Kita semua tahu bahwa Kebenaran Mulia Pertama adalah adanya derita dan Kebenaran Mulia Keempat adalah jalan menuju penghentian derita. Tanpa memahami yang Pertama, anda tidak akan pernah memiliki kesempatan untuk melihat jalan menuju penghentian dari derita.

Anda harus belajar untuk kembali pada kekinian untuk mengenali derita sebagaimana adanya, dan karena kita berlatih melihat secara mendalam terhadap Kebenaran Mulia Pertama, adanya derita, kita akan menemukan Kebenaran Mulia Kedua, akar atau pembuatan derita.

Masing-masing dari kita harus menemukan sendiri penyebab adanya derita. Misalkan kita berbicara tentang kehidupan kita yang sibuk – kita memiliki begitu banyak hal yang harus dilakukan, begitu banyak hal untuk dicapai. Sebagai politisi, pengusaha, bahkan seniman, kita ingin berbuat lebih banyak dan lebih dan lebih. Kita sangat mengharapkan kesuksesan. Kita tidak memiliki kapasitas untuk hidup secara mendalam setiap saat dalam kehidupan kita sehari-hari. Kita tidak memberikan kesempatan pada tubuh kita untuk bersantai dan menyembuhkan.

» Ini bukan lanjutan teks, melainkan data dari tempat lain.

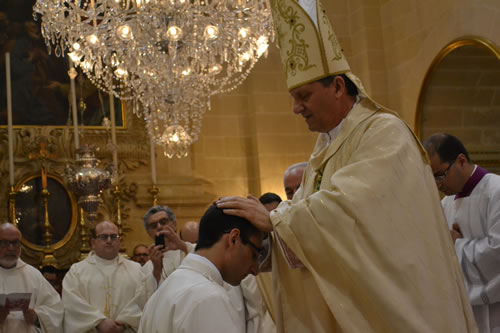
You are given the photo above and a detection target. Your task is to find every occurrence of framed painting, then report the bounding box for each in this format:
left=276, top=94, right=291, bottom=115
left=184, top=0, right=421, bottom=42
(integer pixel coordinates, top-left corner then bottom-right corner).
left=0, top=0, right=126, bottom=128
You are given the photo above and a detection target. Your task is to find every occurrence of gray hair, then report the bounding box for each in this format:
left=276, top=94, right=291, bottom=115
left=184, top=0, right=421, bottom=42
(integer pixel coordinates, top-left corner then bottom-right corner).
left=144, top=205, right=175, bottom=230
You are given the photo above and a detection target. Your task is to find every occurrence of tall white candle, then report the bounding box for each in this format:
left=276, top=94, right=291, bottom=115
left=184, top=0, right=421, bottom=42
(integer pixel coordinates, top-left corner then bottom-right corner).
left=109, top=94, right=118, bottom=174
left=5, top=52, right=14, bottom=186
left=149, top=137, right=156, bottom=185
left=68, top=59, right=80, bottom=150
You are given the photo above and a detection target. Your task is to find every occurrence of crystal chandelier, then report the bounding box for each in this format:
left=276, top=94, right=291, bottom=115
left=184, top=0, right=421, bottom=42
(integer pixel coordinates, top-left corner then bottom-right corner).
left=34, top=0, right=274, bottom=157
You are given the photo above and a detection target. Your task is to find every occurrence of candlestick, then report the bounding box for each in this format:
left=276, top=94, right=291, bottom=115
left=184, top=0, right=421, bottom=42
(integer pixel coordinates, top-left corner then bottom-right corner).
left=109, top=94, right=118, bottom=175
left=5, top=52, right=14, bottom=186
left=42, top=166, right=47, bottom=189
left=149, top=137, right=156, bottom=185
left=68, top=59, right=80, bottom=151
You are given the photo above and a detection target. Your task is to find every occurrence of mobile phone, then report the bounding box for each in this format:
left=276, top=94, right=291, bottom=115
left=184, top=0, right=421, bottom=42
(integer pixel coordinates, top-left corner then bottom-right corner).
left=155, top=235, right=165, bottom=246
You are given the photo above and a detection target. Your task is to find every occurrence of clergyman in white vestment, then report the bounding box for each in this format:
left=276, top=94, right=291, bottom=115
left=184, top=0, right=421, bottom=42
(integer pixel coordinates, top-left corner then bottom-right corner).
left=142, top=202, right=194, bottom=296
left=424, top=133, right=500, bottom=333
left=217, top=0, right=477, bottom=333
left=0, top=223, right=63, bottom=333
left=139, top=206, right=263, bottom=333
left=62, top=221, right=147, bottom=333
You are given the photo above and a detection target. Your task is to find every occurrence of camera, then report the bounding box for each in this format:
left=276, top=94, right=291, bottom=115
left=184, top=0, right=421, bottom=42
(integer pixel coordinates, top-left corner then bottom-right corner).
left=155, top=235, right=165, bottom=246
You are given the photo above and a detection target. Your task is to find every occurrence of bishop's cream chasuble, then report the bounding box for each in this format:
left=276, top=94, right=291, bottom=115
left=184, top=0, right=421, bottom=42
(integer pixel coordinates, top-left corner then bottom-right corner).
left=271, top=99, right=476, bottom=333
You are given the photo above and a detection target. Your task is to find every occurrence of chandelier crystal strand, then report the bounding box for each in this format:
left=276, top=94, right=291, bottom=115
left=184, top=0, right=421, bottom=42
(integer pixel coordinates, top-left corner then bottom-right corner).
left=33, top=0, right=274, bottom=157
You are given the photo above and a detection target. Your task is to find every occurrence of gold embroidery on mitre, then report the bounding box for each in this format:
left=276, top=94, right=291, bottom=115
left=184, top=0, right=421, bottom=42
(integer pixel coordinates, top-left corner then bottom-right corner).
left=273, top=0, right=316, bottom=80
left=271, top=0, right=350, bottom=90
left=317, top=1, right=344, bottom=61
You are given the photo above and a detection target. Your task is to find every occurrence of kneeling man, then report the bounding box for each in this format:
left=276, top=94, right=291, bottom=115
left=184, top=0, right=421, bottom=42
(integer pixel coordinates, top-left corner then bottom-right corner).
left=139, top=206, right=264, bottom=333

Jika kita tahu bagaimana hidup seperti seorang Buddha, tinggal di saat ini, mempersilakan elemen yang menyegarkan dan menyembuhan untuk menembus, maka kita tidak akan menjadi korban dari stres, ketegangan, dan berbagai jenis penyakit.

Anda dapat mengatakan bahwa salah satu akar dari derita adalah ketidakmampuan kita menjalani kehidupan kita secara mendalam setiap saat.

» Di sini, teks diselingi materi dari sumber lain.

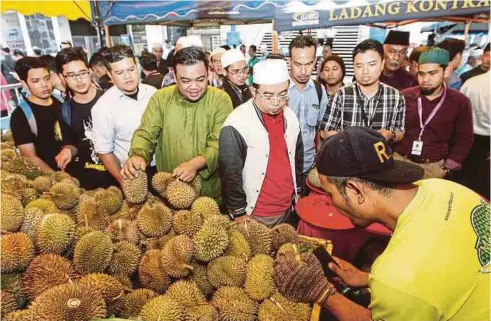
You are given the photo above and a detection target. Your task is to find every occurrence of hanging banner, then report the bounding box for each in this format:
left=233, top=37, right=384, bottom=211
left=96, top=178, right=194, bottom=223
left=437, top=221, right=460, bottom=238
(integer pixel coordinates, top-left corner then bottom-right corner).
left=275, top=0, right=490, bottom=31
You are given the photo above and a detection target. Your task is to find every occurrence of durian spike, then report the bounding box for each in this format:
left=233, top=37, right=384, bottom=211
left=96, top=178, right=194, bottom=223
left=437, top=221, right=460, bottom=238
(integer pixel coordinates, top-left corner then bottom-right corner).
left=269, top=297, right=288, bottom=315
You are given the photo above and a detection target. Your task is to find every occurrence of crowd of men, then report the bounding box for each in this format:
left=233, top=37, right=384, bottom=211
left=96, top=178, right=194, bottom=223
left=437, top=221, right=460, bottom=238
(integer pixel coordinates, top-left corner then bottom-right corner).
left=2, top=31, right=490, bottom=320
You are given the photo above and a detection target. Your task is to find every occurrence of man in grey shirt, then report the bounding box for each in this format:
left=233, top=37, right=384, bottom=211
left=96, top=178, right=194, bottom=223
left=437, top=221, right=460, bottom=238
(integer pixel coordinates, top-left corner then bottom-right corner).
left=288, top=36, right=327, bottom=194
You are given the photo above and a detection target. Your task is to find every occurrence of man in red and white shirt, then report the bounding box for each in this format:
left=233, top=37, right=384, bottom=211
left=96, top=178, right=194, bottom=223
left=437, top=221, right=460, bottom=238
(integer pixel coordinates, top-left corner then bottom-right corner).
left=219, top=60, right=303, bottom=227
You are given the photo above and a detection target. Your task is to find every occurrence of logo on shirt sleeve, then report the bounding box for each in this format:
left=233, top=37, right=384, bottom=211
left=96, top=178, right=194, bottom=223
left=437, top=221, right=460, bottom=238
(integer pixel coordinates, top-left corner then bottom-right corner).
left=471, top=200, right=491, bottom=273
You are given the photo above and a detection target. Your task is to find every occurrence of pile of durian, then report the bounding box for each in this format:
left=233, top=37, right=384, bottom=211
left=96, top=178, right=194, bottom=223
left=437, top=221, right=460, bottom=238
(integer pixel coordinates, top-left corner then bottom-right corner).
left=1, top=132, right=320, bottom=321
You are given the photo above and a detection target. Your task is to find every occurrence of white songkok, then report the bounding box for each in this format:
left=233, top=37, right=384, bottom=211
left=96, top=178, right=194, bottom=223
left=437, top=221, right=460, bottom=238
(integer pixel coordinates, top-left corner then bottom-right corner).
left=222, top=49, right=245, bottom=68
left=252, top=59, right=290, bottom=85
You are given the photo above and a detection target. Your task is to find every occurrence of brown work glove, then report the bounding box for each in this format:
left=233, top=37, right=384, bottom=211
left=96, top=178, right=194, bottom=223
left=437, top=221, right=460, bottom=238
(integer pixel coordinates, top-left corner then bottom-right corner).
left=274, top=252, right=336, bottom=304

Ketika kita memiliki demikian banyak ketegangan dan gangguan di dalam diri kita, kita tidak dapat mendengarkan orang lain. Kita tidak bisa menggunakan kata-kata yang penuh cinta kasih. Kita tidak dapat menghapus persepsi yang salah. Oleh karena itu persepsi yang salah menimbulkan rasa takut, kebencian, kekerasan, dan sebagainya. Kita harus mengidentifikasi penyebab derita kita. Ini adalah pekerjaan yang sangat penting.

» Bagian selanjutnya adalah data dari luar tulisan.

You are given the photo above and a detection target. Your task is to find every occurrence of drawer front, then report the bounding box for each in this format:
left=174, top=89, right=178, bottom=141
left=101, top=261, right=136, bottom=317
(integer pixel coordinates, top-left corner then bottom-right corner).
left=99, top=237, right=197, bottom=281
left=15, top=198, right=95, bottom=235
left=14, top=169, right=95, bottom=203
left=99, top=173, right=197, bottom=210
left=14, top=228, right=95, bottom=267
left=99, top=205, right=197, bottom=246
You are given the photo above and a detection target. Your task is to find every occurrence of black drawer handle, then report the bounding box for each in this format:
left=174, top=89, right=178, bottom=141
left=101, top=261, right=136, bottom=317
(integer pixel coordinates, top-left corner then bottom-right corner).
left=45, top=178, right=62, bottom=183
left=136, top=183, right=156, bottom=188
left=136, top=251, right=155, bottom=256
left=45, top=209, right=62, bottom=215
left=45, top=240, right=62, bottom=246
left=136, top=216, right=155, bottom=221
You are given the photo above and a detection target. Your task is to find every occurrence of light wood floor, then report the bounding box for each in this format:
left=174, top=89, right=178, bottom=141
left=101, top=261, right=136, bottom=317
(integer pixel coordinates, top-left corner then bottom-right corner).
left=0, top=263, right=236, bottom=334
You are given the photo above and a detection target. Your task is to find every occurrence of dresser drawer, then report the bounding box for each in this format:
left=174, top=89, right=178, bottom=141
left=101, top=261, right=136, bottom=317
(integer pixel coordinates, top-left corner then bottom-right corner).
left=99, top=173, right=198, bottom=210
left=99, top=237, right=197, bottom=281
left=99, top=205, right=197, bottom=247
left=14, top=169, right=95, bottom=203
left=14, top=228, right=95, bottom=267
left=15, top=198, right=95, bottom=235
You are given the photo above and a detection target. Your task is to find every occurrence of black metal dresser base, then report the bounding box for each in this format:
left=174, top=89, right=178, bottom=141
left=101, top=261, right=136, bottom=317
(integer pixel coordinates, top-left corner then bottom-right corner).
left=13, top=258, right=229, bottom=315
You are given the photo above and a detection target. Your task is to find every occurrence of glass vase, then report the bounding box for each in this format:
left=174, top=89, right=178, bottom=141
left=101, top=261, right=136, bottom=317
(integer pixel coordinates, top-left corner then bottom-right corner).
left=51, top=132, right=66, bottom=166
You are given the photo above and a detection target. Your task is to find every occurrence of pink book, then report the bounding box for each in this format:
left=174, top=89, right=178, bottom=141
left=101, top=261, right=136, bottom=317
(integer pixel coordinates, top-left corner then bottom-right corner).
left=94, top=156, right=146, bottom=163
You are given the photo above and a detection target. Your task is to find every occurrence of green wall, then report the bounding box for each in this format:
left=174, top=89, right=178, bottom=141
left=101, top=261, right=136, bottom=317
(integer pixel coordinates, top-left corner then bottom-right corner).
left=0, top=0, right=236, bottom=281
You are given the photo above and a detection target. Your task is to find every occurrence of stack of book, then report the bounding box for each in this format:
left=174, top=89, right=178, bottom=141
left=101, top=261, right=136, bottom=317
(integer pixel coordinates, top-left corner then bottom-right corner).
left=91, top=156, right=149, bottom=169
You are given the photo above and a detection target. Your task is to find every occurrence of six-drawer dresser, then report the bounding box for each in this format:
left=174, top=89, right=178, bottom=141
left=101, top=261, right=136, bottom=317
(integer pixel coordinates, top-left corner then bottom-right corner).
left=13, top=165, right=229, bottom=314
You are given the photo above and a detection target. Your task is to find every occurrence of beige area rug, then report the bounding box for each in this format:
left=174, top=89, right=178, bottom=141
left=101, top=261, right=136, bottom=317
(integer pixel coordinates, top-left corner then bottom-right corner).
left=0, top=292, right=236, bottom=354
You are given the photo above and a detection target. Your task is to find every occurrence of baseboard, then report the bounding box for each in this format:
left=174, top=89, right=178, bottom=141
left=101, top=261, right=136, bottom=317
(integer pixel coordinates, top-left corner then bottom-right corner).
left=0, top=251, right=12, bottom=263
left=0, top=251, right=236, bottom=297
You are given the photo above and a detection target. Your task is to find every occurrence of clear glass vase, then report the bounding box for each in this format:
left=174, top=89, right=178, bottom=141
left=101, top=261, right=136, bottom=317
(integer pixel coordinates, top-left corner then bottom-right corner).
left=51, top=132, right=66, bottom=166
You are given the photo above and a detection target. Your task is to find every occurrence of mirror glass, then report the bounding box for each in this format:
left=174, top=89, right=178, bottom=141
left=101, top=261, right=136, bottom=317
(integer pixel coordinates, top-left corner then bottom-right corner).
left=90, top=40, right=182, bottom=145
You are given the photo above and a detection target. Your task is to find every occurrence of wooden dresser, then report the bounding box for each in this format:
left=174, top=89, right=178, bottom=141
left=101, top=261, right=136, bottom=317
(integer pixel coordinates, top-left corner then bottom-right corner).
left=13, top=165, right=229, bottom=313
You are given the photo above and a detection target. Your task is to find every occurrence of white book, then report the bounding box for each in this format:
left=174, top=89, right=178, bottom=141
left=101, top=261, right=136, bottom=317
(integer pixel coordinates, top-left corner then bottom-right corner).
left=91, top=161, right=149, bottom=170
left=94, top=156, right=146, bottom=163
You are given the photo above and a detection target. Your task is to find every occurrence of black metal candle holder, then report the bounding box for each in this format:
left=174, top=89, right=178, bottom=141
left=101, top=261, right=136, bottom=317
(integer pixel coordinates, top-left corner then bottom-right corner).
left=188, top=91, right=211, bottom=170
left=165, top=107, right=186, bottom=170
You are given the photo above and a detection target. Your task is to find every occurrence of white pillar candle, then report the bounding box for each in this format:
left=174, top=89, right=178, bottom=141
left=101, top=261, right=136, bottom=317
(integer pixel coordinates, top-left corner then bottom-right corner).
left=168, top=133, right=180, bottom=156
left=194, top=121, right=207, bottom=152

Misalkan kita berbicara tentang bunuh diri, tentang keluarga yang hancur. Kita tahu bahwa ketika komunikasi menjadi sulit antara suami dan istri, ayah dan anak, ibu dan anak, orang tidak lagi bahagia. Banyak anak muda jatuh ke dalam keputusasaan dan bertekad untuk bunuh diri. Mereka tidak tahu bagaimana menangani rasa putus asa atau emosi mereka, dan mereka berpikir bahwa satu-satunya cara untuk menghentikan penderitaan adalah dengan membunuh diri sendiri. Di Perancis setiap tahun sekitar 12.000 orang muda melakukan bunuh diri, hanya karena mereka tidak dapat menangani emosi mereka seperti keputusasaan. Dan orang tua mereka tidak tahu bagaimana melakukannya. Mereka tidak mengajari anak-anak mereka bagaimana menangani perasaan mereka, bahkan guru-guru di sekolah tidak tahu bagaimana membantu para siswanya untuk mengenal dan menguasai emosi-emosi mereka dengan lemah lembut.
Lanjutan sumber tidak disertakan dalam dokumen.